II- Se o fretador fornece o capitão e a equipagem, mantem a gestão nautica, sendo seus propostos nesta area o capitão e a equipagem, mas sendo-o do afretador no que respeita a gestão comercial.
III- Em si mesma, a operação de descarga de uma grua, que corria por conta do afretador, não respeita a gestão nautica, e assim, não estando sob controlo do fretador não e responsavel pelos danos causados no decurso dos trabalhos.

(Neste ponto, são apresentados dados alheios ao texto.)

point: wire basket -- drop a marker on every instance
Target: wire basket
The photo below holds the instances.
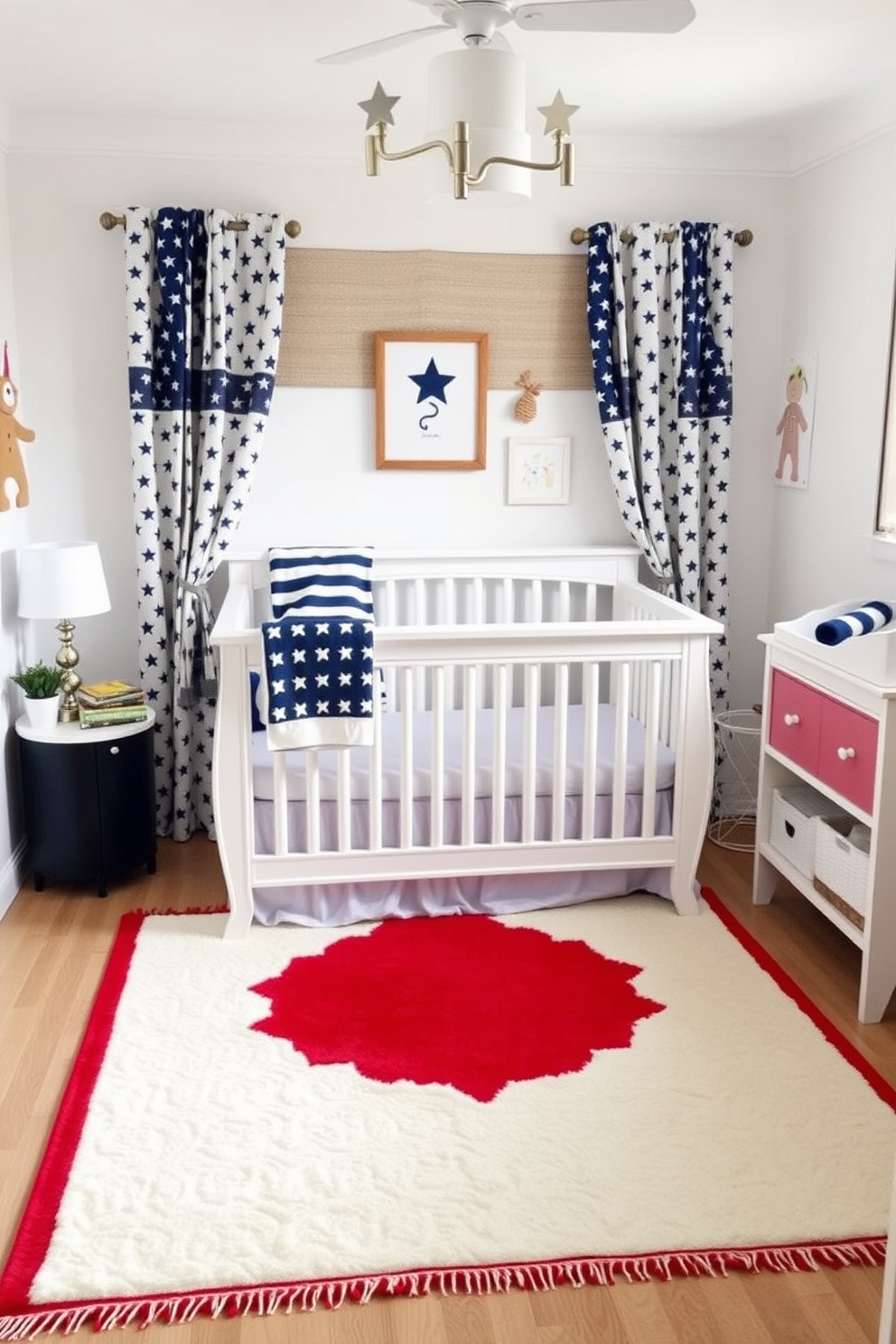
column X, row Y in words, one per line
column 733, row 806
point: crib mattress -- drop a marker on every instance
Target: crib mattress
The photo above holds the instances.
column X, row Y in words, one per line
column 422, row 757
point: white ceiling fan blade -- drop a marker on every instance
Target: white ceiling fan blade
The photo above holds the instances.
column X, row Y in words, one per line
column 374, row 49
column 605, row 16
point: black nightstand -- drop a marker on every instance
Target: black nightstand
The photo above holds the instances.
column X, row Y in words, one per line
column 89, row 800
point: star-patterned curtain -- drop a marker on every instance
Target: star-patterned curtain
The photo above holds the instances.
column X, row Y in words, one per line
column 659, row 319
column 203, row 336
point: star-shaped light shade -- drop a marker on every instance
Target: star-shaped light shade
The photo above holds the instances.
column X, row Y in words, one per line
column 432, row 383
column 556, row 115
column 379, row 107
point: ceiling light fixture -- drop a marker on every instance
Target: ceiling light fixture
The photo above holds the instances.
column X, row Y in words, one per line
column 488, row 84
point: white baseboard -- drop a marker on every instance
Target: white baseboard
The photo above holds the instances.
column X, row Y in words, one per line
column 11, row 876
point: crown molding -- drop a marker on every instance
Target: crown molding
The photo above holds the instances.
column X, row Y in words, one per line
column 785, row 146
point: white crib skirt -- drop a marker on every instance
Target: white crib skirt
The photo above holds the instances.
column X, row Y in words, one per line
column 344, row 903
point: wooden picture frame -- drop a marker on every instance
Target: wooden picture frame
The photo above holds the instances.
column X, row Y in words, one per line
column 539, row 471
column 430, row 401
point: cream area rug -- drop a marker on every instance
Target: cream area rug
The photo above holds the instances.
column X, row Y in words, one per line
column 466, row 1104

IV- O limite de responsabilidade pela reparação dos danos causados as mercadorias, estabelecido na Convenção de Bruxelas de 25 de Agosto de 1924, foi fixado pelo Decreto-Lei n. 37348, de 25 de Agosto de 1950, em 12500 escudos por volume ou unidade, devendo entender-se por "volume" a mercadoria embalada, de conteudo oculto, e por "unidade" a mercadoria solta, descoberta ou desembalada, com uma medida de grandeza ou escalão de medida.
V- A pretensão de limitação das indemnizações derivadas do mesmo evento, a que se refere a Convenção de Bruxelas de 10 de Outubro de 1957, implica a previa constituição de um fundo e a observancia dos tramites prescritos no Decreto n. 49029, de 25 de Maio de 1969.